Biggest security threats for embedded designers
Embedded system designers face a number of threats to the applications that they develop for the Internet of Things (IoT). One of the biggest threats comes from IoT devices that end-users can access, such as commercial networked HVAC systems, wireless base stations, power stations, network gateway systems, and avionics networking.
Another example is the connected car, including the advanced driver assistance system (ADAS) that encompasses intelligent, interconnected vehicle-to-vehicle (V2V) and vehicle-to-infrastructure (V2I) systems. Since vehicles are fielded systems, they are accessible by people with malicious intentions. There can be serious consequences – up to and including loss of life – if, for instance, ADAS systems cannot ensure that V2V and V2I messages originate from a trustworthy source and are not modified between sender and receiver.
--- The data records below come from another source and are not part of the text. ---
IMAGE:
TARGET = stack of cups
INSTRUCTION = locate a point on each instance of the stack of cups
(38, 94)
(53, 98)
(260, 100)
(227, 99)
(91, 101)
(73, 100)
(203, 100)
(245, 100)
With these and other systems, software security, alone, has proven inadequate to protect user-accessible devices against known threats. What is needed is a combination of software and hardware security. For example, today’s FPGA SoCs can be used to implement a hardware security scheme that compliments the software and strengthens the system. Ideally, the hardware and software solution should combat three types of security breaches:
1. Design security: This includes IP protection and ensuring that configuration bit streams are encrypted and protected. In addition, designs need to incorporate a method to ensure there is no overbuilding or cloning of the design possible.
2. Hardware security: Designers also need to certify that user-accessible devices are resistant to physical attacks. For example, differential power analysis (DPA) attacks can extract keys and other vital device information.
3. Data security: This element ensures that communications into and out of the device are authentic and secure.
Embedded system program managers and development teams must design these types of protections into their products while best leveraging the characteristics of the underlying platform. The result should be a robust protection network with no single point of failure. Some key methods for achieving this goal include:
∑ Risk assessment: System penetration testing should be used for a detailed system evaluation, to assess critical system data/functions, discover vulnerabilities, enumerate threats, and outline the likelihood and consequence of system compromise.
∑ Protection planning: Using risk assessments and any other compiled data, developers should seek to understand protection implementation costs and design options for mitigating identified system vulnerabilities and ensuring successful system verification and validation.
∑ Attack scenario testing: This can include a black box approach, pitting experienced reverse engineers with state-of-the-art attack tools against a system in a deployed setting to reveal vulnerabilities that cannot otherwise be found during most other evaluation exercises.
∑ DPA side-channel analysis and mitigation: Side-channel attacks are currently the most practical method for compromising cryptography implementations. It is important to regularly perform measurable, objective, and repeatable testing for resistance to side-channel attacks for applications where adversaries have the ability to observe side channels (i.e., power draw, timing, EM emanations) during on-device cryptographic operations.
In today’s cyber hacking world, it is essential for every public and private organization to proactively address security issues. Embedded system designers can help their customers in this area by creating secure designs that are protected from today’s rapidly evolving threats, including those posed by a rapidly growing ecosystem of interconnected, user-accessible hardware.